A radical group that sent emails to MPs saying they were "on the
road to hell for all eternity" if they voted in favour of the Marriage
Amendment Bill has been told to stop claiming to be Catholic - but the
Catholic Church admits it has no power to enforce the ruling.
The Catholic Bishops Conference has told the Catholic Action Group
it doesn't have permission to use the church's name.
But Archbishop John
Dew told the Sunday Star-Times he could not excommunicate the group's
leader, Whangarei man Arthur Skinner, if he ignored the ruling.
Skinner
says he will defy them because he believes the bishops have abandoned
the church's true teachings and should resign.
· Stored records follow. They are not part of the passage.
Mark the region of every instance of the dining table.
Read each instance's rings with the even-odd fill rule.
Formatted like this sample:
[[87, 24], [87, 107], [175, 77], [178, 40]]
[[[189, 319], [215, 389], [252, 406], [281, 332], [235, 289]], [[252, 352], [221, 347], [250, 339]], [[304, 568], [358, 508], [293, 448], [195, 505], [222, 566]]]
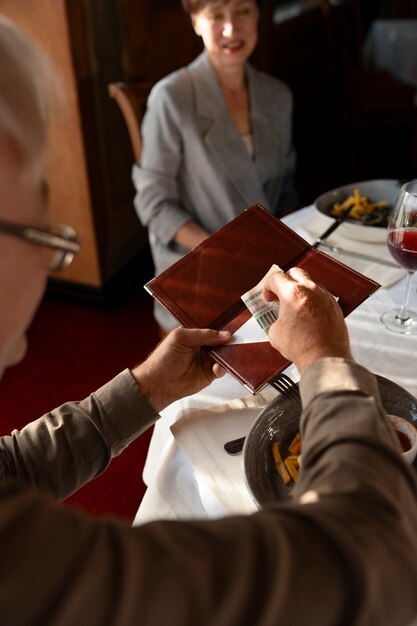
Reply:
[[[311, 244], [325, 230], [329, 223], [326, 220], [330, 218], [320, 214], [314, 205], [282, 218]], [[381, 263], [393, 261], [383, 239], [357, 241], [339, 234], [338, 229], [327, 243], [374, 258], [374, 261], [363, 260], [345, 253], [331, 253], [381, 285], [346, 318], [353, 357], [371, 372], [417, 396], [417, 335], [394, 333], [380, 321], [384, 311], [399, 307], [404, 298], [405, 270]], [[410, 307], [417, 309], [415, 287]], [[294, 365], [285, 373], [295, 382], [299, 380]], [[199, 393], [163, 410], [154, 426], [143, 471], [147, 490], [133, 524], [255, 512], [258, 505], [247, 486], [244, 454], [231, 456], [223, 444], [247, 435], [262, 409], [277, 394], [267, 386], [253, 395], [226, 373]]]

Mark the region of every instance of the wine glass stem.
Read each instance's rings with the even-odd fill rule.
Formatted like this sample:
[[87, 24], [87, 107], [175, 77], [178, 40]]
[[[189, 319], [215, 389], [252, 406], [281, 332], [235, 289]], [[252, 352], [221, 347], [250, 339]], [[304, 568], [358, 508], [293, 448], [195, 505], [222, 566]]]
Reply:
[[403, 322], [407, 321], [408, 318], [409, 318], [409, 315], [408, 315], [408, 301], [410, 299], [411, 283], [413, 281], [413, 275], [414, 275], [414, 271], [409, 271], [408, 272], [408, 275], [407, 275], [407, 288], [406, 288], [406, 291], [405, 291], [404, 302], [402, 303], [400, 312], [398, 314], [398, 318], [400, 320], [402, 320]]

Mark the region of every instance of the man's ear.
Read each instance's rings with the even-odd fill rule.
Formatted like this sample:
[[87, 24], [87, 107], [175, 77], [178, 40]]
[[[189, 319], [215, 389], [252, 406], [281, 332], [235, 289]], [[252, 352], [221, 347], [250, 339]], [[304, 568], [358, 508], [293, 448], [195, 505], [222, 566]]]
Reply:
[[195, 34], [198, 35], [199, 37], [201, 37], [201, 32], [200, 32], [200, 28], [199, 28], [199, 25], [198, 25], [198, 19], [197, 19], [197, 17], [195, 15], [191, 16], [191, 25], [192, 25], [192, 27], [194, 29]]

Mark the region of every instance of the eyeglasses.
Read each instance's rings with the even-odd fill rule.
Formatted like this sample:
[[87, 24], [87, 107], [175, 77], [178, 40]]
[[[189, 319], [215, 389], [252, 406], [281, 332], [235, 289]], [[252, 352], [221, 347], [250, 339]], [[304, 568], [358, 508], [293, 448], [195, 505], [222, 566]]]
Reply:
[[80, 250], [77, 233], [71, 226], [58, 224], [45, 229], [0, 220], [0, 232], [42, 246], [50, 271], [62, 270]]

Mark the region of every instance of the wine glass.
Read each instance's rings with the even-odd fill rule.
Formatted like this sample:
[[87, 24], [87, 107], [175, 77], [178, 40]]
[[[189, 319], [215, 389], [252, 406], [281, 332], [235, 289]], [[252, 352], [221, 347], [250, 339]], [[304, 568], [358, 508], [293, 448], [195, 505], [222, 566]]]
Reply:
[[404, 301], [399, 309], [381, 315], [383, 325], [396, 333], [417, 333], [417, 313], [408, 308], [411, 283], [417, 270], [417, 180], [405, 183], [395, 202], [388, 224], [388, 250], [407, 272]]

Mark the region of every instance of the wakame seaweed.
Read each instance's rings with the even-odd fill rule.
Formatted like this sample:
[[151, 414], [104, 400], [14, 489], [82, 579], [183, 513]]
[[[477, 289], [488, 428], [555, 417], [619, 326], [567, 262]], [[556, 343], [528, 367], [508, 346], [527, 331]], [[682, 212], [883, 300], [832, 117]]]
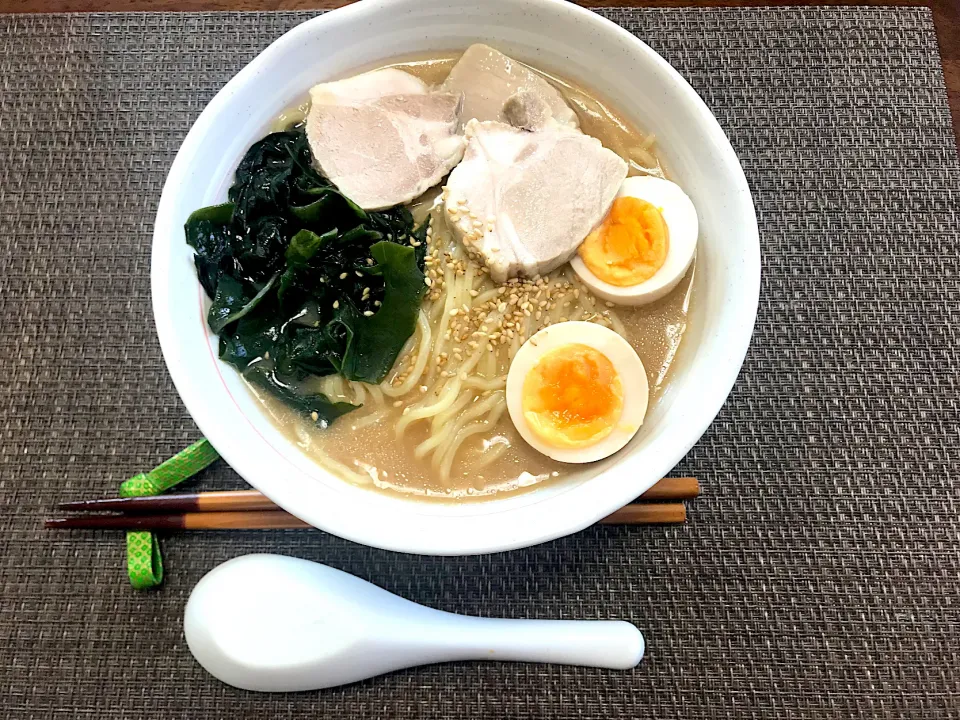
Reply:
[[326, 426], [355, 406], [301, 382], [387, 375], [426, 289], [426, 223], [415, 228], [402, 206], [368, 212], [342, 195], [314, 169], [302, 127], [254, 144], [227, 196], [185, 226], [220, 358]]

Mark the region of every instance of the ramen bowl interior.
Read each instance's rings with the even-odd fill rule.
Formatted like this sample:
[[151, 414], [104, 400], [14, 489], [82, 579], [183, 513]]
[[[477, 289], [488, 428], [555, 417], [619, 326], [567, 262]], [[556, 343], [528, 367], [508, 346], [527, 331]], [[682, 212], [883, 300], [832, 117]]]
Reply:
[[[626, 447], [556, 481], [482, 501], [378, 493], [321, 467], [218, 360], [184, 222], [223, 202], [238, 162], [314, 85], [482, 42], [587, 89], [656, 137], [668, 177], [696, 207], [695, 298], [657, 402]], [[154, 232], [152, 291], [164, 357], [203, 434], [250, 484], [311, 524], [367, 545], [426, 554], [522, 547], [575, 532], [653, 485], [719, 412], [749, 343], [759, 240], [739, 162], [700, 98], [613, 23], [554, 0], [394, 0], [337, 10], [283, 36], [211, 101], [184, 141]], [[345, 416], [349, 417], [349, 416]]]

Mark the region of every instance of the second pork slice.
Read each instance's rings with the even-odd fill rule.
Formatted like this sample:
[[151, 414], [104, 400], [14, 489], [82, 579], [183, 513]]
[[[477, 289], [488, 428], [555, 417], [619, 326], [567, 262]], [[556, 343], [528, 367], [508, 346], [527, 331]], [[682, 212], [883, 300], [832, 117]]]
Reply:
[[447, 221], [497, 282], [569, 260], [627, 175], [616, 153], [567, 128], [471, 120], [466, 130], [467, 151], [447, 180]]

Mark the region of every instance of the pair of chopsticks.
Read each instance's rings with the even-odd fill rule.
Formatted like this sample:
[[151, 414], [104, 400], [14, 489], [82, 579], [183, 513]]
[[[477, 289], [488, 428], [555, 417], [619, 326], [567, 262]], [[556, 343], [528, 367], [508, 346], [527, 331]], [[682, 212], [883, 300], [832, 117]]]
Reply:
[[[687, 508], [680, 501], [692, 500], [699, 494], [696, 478], [664, 478], [641, 495], [640, 502], [622, 507], [600, 522], [605, 525], [682, 523], [687, 519]], [[274, 530], [312, 527], [281, 510], [256, 490], [80, 500], [57, 507], [100, 514], [47, 520], [48, 528]]]

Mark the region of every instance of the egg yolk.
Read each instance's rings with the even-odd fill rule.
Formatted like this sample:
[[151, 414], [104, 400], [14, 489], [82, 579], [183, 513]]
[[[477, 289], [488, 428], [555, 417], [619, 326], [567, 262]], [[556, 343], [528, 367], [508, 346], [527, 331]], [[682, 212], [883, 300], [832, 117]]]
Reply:
[[580, 258], [590, 272], [617, 287], [639, 285], [652, 278], [667, 259], [667, 223], [646, 200], [621, 197], [600, 226], [580, 245]]
[[610, 359], [588, 345], [545, 353], [523, 381], [523, 416], [553, 447], [587, 447], [602, 440], [623, 412], [623, 388]]

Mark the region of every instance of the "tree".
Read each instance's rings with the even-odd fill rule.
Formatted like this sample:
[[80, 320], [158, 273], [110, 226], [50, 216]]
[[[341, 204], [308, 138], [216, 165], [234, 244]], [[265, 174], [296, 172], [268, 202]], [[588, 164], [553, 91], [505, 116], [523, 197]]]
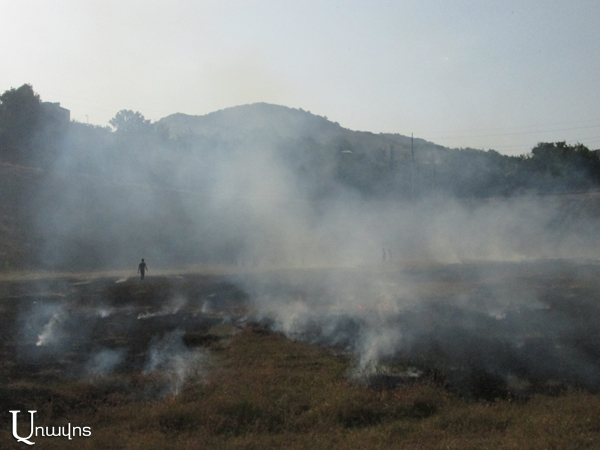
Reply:
[[25, 162], [41, 116], [40, 96], [30, 84], [0, 95], [0, 158]]
[[143, 114], [130, 109], [122, 109], [108, 122], [117, 132], [127, 134], [144, 134], [152, 130], [152, 123]]
[[531, 150], [528, 163], [559, 190], [585, 190], [600, 182], [598, 153], [583, 144], [539, 142]]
Catholic Action's track record includes vandalising a poster at the
Auckland Anglican church St Matthew in the City and leading protests at
Te Papa when it exhibited the sculpture Virgin in a Condom.
"We have made it known to them and to others that they haven't
sought permission from the bishops to use the name Catholic, and we've
told them not to use it," Dew said, "but there isn't actually anything
else we can do. It would have to be something heretical to be
excommunicated."
Catholic Action's submissions on the Marriage Amendment Bill were
not heard by the select committee as they were deemed inappropriate.
The group sent follow-up emails to MPs, including Green MP Kevin
Hague, that said homosexuality was "an abomination crying out to Heaven
for vengeance", and accused Hague and Labour MP Ruth Dyson of having "an
agenda promoting abominable perversity".
The emails also said
homosexuality was a mortal sin that would see people "cast into hell to
suffer eternal punishment".
New Zealand Catholic reported MPs' outrage: Labour MP Clare Curran
called the emails "objectionable and ugly" and colleague Darien Fenton
said "this kind of nasty email has zero chance of changing my vote".
Hague said that although it was an internal matter for the church,
if it was unable to act against Skinner, then people would assume his
group spoke for Catholicism.
But he noted the church, like Catholic Action, had taken a vigorous opposition to the bill.
"It's interesting whether the Catholic bishops are effectively saying the same thing, but in a more genteel way," he said.
"Do the Catholic bishops also believe I am going to burn in hell for
eternity? Actually, they probably do, they just don't take the trouble
to mention that when we are chatting . . . If they don't, they certainly
haven't gone out of the way to say so.
"It's probably incumbent on the bishops to say where the substantial
differences are between their position and that of the Catholic Action
group."
Asked how much Catholic Action's view diverged from the church's own
teaching, Dew, who didn't see the group's submissions or emails in
advance, said: "We try and say whatever is done should be done in
charity, and so using language which is inflammatory is not charitable
language, not a part of who we are as gospel people."
Dew said he'd had no response to his letter to Skinner and didn't
expect one. It was the first time he'd been aware of a group using the
church's name without permission.
An unrepentant Skinner said the bishops should resign and leave
church property because they "don't have a mandate any more because they
have abandoned the Catholic faith . . .
"Basically they have become politicians, and as a result of that we
are having to take this [issue] on. We have to come in and do their job,
which we don't want to do."
Skinner said he would act again if necessary. "If these political
issues come up again where the Catholic faith has to be affirmed . . .
we will be in there, boots and all. I would like to think I would get to
heaven one day, but you don't fall into heaven, you climb up - you've
got to do things that are unpleasant sometimes."
Meanwhile, Dew said the church was taking legal advice on one
consequence of the Marriage Amendment Bill, which meant churches that
usually hired out facilities to the public would breach the Human Rights
Act if they refused hireage to same-sex couples seeking to be married.
"We want to clarify that," Dew said.